Die französische Ex-Finanzministerin muss sich der Veruntreuung öffentlicher Gelder und Komplizenschaft verantworten. Sie bestreitet alle Vorwürfe
Paris -
Die französische Justiz hat formell ein Ermittlungsverfahren gegen IWF-Chefin
Christine Lagarde wegen Amtsmissbrauchs eröffnet. Der früheren Finanzministerin
wird vorgeworfen, den mit Präsident Nicolas Sarkozy befreundeten Geschäftsmann
Bernard Tapie begünstigt zu haben, um einen Rechtsstreit zu beenden.
Erst
vor zwei Wochen hatte der für Vergehen von Ministern zuständige Gerichtshof der
Republik grünes Licht für das Verfahren gegeben. Die Entscheidung vom Dienstag
ist offenbar ein Signal, das Verfahren schnell abzuwickeln.
Unschuldsvermutung
Ein möglicher
Prozess gegen Lagarde könnte sich dennoch jahrelang hinziehen. Das könnte die
Amtsführung der neuen IWF-Chefin dauerhaft belasten. Ihr Vorgänger Dominique
Strauss-Kahn war mitten in der Finanzkrise wegen versuchter Vergewaltigung
verhaftet worden und zurückgetreten.
Lagarde wird vorgeworfen, Beihilfe
zur Veruntreuung von Geldern geleistet haben.
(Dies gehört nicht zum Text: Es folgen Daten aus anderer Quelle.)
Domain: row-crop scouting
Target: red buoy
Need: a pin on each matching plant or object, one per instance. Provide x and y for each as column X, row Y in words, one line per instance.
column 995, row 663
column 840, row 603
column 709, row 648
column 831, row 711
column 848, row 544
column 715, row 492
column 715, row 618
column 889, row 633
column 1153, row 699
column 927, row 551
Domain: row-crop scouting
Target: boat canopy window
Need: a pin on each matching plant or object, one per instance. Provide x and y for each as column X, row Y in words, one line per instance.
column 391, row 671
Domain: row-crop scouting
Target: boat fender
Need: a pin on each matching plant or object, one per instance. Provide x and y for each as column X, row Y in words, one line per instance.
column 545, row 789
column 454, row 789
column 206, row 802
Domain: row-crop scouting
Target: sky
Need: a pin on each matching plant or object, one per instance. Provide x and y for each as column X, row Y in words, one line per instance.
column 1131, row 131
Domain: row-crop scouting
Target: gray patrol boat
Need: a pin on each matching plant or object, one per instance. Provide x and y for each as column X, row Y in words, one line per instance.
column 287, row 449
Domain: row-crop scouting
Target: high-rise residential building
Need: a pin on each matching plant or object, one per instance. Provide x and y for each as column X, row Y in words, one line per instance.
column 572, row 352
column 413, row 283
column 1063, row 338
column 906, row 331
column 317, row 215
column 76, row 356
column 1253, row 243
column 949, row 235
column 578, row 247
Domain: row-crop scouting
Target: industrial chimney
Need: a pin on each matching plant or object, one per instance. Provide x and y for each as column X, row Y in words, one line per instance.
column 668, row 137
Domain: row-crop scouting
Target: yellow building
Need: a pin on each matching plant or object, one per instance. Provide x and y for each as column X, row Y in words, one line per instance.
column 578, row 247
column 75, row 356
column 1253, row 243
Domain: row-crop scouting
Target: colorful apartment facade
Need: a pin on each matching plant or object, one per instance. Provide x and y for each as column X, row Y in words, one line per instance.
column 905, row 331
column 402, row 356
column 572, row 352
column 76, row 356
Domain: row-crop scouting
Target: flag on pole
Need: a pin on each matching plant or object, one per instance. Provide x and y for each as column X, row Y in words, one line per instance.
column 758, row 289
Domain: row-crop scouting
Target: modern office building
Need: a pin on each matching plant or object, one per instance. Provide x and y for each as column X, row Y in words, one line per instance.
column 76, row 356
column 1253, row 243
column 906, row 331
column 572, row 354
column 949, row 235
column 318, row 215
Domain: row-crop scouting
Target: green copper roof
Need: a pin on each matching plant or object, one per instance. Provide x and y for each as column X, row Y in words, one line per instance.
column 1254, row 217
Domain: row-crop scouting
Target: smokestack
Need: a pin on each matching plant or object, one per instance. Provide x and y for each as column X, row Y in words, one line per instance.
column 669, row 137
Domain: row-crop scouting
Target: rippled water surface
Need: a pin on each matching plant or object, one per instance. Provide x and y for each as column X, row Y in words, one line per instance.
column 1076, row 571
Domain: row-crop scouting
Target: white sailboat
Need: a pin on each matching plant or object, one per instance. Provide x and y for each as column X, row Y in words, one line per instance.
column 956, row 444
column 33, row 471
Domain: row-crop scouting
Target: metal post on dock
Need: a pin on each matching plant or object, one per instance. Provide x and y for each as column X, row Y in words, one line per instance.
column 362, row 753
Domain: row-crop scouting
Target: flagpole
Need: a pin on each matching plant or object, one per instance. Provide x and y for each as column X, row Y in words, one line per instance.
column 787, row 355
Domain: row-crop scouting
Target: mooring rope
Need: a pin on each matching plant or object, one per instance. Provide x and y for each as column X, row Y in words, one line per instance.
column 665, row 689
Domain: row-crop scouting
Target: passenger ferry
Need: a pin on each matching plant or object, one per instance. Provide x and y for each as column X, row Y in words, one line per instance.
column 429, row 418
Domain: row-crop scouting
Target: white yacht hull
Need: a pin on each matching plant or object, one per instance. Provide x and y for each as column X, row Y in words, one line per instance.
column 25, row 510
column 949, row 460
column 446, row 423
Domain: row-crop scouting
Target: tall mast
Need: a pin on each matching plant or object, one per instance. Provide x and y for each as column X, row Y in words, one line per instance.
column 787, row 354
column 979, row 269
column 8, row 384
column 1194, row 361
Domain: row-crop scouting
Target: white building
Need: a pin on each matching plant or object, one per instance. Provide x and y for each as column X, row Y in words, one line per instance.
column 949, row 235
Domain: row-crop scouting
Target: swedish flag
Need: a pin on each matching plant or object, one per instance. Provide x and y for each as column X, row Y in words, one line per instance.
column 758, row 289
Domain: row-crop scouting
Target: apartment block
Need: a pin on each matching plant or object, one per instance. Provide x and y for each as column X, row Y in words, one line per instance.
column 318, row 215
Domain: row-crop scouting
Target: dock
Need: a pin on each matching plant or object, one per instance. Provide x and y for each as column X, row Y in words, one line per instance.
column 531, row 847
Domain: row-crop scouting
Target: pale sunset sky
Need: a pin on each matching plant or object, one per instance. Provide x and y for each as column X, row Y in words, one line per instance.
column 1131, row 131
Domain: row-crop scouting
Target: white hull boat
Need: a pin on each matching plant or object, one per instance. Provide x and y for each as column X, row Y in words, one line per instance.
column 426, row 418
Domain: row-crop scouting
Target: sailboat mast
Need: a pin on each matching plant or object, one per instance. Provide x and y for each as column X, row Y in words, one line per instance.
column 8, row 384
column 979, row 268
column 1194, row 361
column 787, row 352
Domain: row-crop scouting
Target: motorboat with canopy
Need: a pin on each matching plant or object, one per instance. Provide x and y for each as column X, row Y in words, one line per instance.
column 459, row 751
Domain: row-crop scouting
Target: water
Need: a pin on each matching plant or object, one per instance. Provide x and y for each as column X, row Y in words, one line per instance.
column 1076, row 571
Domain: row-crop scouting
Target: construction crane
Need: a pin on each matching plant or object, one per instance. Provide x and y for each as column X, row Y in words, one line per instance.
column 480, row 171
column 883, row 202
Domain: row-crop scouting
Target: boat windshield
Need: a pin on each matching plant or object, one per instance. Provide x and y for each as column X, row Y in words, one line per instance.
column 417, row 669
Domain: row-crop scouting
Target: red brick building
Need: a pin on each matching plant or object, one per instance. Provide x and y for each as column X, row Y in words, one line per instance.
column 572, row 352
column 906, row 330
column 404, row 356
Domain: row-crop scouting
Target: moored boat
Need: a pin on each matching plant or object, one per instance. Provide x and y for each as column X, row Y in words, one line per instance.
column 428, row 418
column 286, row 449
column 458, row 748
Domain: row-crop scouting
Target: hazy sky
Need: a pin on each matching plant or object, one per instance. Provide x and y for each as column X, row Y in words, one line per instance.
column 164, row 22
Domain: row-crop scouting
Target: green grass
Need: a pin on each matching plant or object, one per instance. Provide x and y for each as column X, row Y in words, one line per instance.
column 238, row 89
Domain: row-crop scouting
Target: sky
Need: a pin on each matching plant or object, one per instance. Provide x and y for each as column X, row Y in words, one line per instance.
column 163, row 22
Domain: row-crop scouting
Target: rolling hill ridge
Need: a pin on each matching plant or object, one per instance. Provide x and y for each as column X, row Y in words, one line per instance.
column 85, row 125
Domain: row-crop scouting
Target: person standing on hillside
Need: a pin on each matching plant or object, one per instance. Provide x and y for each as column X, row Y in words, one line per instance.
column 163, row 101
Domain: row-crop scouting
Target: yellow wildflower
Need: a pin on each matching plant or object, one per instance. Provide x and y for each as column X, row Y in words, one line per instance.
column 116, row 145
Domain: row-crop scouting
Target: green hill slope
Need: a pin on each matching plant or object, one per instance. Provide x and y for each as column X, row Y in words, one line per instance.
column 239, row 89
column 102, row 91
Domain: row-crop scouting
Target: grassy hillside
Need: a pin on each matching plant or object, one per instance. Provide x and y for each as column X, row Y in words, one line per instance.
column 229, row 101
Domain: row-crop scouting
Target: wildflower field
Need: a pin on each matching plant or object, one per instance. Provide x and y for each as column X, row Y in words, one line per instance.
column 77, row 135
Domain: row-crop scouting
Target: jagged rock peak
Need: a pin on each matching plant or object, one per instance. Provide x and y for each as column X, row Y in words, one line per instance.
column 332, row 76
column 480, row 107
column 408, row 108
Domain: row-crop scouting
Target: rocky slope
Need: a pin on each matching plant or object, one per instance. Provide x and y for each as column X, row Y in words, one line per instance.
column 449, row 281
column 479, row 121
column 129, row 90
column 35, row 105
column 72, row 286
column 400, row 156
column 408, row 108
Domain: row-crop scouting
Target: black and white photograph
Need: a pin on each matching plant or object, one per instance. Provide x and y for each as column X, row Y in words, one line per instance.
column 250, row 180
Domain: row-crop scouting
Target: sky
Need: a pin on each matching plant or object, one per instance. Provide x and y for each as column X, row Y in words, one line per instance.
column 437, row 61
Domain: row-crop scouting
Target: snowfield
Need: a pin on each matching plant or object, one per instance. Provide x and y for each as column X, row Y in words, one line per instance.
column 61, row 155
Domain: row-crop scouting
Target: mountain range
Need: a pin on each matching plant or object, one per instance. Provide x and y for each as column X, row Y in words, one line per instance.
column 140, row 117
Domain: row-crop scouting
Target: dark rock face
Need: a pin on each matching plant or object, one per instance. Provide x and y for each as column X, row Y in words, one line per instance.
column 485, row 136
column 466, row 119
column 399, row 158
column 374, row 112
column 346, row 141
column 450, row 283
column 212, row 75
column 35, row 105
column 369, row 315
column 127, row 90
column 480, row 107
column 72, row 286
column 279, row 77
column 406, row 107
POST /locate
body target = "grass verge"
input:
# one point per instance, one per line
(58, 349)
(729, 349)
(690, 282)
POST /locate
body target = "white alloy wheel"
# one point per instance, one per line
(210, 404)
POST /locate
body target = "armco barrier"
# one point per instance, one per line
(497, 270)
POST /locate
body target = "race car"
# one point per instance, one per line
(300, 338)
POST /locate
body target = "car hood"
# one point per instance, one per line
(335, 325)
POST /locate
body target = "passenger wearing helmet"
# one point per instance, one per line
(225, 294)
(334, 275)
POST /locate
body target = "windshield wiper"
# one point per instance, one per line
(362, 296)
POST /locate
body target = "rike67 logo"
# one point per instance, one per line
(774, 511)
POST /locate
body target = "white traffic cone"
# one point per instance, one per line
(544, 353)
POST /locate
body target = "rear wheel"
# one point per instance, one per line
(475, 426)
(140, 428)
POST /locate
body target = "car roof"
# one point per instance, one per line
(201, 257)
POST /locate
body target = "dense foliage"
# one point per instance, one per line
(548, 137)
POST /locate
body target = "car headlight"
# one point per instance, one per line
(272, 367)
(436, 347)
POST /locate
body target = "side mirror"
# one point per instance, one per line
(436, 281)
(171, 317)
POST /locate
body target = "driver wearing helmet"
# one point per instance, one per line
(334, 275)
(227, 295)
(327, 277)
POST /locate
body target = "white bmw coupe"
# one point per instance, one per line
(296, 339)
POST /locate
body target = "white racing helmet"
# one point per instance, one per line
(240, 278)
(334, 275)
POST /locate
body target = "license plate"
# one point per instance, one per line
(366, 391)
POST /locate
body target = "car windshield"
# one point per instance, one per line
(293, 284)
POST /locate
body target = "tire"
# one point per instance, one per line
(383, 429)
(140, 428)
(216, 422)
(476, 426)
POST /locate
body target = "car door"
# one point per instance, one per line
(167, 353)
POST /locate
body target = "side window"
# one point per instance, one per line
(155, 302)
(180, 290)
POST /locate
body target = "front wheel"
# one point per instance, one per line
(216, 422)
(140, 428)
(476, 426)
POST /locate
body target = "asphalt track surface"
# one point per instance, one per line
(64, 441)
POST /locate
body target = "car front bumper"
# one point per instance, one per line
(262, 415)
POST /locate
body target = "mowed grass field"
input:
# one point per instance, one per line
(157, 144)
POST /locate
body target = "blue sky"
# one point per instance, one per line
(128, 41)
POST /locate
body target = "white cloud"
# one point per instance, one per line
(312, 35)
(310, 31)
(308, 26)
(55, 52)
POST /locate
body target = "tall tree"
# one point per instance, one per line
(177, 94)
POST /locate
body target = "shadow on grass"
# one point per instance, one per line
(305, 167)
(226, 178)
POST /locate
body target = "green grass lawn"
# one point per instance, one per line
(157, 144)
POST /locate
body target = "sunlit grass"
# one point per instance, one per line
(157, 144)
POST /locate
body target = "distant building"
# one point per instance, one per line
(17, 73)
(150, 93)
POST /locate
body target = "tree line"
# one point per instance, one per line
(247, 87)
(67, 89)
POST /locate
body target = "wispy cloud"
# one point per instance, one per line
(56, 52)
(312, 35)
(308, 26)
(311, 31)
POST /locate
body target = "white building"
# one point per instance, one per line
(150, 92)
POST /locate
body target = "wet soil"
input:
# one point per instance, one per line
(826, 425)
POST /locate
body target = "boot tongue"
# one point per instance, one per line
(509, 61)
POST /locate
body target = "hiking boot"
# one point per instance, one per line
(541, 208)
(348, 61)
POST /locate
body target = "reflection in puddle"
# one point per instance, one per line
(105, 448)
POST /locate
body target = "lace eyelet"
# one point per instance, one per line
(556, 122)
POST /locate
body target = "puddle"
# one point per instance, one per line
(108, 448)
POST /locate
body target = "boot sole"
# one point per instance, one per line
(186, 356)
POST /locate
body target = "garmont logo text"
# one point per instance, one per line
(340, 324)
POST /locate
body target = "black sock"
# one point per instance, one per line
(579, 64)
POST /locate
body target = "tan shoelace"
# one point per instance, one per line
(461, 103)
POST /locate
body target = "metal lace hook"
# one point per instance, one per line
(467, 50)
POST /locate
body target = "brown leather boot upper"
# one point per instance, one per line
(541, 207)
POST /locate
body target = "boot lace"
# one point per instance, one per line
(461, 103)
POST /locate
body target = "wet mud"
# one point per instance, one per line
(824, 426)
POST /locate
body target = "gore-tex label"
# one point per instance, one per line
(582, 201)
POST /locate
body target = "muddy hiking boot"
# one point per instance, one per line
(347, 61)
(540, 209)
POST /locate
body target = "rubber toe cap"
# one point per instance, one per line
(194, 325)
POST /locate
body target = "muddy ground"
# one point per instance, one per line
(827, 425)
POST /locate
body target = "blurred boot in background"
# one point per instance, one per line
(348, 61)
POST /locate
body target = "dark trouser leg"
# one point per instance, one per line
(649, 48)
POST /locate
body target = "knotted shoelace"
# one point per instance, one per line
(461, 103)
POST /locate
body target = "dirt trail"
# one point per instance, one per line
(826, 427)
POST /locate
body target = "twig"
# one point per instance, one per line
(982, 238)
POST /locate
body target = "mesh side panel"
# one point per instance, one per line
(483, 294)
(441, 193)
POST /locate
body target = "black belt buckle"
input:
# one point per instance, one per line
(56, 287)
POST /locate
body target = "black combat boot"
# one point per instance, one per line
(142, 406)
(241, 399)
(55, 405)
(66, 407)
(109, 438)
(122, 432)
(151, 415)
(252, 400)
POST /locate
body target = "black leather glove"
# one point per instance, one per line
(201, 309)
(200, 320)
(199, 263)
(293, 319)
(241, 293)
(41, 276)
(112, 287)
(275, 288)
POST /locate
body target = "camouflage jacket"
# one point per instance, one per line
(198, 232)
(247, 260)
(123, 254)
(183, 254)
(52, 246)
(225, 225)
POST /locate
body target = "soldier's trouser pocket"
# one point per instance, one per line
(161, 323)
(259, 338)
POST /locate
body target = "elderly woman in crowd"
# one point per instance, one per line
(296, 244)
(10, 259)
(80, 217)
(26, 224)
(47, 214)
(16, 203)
Sie soll eine Zahlung von 285
Millionen Euro an Tapie für zulässig erklärt haben. Die Mittel flossen, um 2007
einen Rechtsstreit Tapies mit der Bank Credit Lyonnais beizulegen.
Tapie
hatte das ehemals staatliche Institut verklagt, weil es ihn beim Verkauf seines
Adidas-Anteils im Jahr 1993 betrogen habe.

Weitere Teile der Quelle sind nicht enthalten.